La moxa es nativa de áreas templadas de Europa, Asia, norte de África. Sin embargo, su uso como planta medicinal se divulgó mucho más en China y Japón.
Los guerreros orientales solían hacer aplicaciones directas en los lugares de dolor. Los beneficios son una rápida disminución del dolor o la patología, según fuera el caso.
"Una diarrea, por ejemplo, se corta con una aplicación de 10 o 15 minutos", afirmó López.
Moisés López TERAPEUTA "Moxibustión no proviene de la lengua china sino de la palabra japonesa "mogusa", que significa artemisa".
Otro de los efectos positivos de esta aplicación es, por supuesto, el costo, ya que es muy económica con relación a un tratamiento similar de la medicina occidental.
En cuanto al tratamiento en niños, López destacó que no es recomendable en bebés, debido a que su piel es muy finita.
Pero si en menores para, por ejemplo, problemas respiratorios. "Se colocan en puntos en la espalda que actúan directamente sobre el pulmón", destacó el terapeuta.

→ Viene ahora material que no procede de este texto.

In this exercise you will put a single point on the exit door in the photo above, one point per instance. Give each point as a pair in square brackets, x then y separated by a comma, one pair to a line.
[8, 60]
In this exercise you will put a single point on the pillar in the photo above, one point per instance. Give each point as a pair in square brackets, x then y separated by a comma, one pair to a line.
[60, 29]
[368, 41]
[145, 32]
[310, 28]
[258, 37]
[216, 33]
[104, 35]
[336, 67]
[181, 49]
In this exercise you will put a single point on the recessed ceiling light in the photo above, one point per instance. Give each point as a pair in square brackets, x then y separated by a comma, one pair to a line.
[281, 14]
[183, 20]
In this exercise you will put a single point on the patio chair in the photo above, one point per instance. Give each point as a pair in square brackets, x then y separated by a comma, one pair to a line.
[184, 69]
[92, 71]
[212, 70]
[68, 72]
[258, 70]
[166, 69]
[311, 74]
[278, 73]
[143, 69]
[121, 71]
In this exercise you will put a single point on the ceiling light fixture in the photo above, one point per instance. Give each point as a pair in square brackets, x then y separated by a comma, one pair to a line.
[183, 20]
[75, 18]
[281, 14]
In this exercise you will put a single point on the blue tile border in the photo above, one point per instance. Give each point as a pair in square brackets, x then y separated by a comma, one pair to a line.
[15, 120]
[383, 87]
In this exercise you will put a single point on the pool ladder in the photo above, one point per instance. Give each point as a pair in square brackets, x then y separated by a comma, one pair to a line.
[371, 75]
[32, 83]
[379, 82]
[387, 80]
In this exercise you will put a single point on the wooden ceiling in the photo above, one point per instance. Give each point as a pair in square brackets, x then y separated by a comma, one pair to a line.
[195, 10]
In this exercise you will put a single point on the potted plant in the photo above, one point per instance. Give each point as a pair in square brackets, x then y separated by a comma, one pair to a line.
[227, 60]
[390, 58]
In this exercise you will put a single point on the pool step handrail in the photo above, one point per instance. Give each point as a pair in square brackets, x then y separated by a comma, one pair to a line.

La moxibustión puede ser directa o con conos. Se realiza utilizando la planta artemisa prensada en forma de pequeños conos que se colocan en puntos específicos de acupuntura. Después se quema la parte superior y se deja que actúe para que transmita el calor a través de las brasas al cuerpo. La moxibustión indirecta se puede realizar con reionki (tubos) o con cigarros.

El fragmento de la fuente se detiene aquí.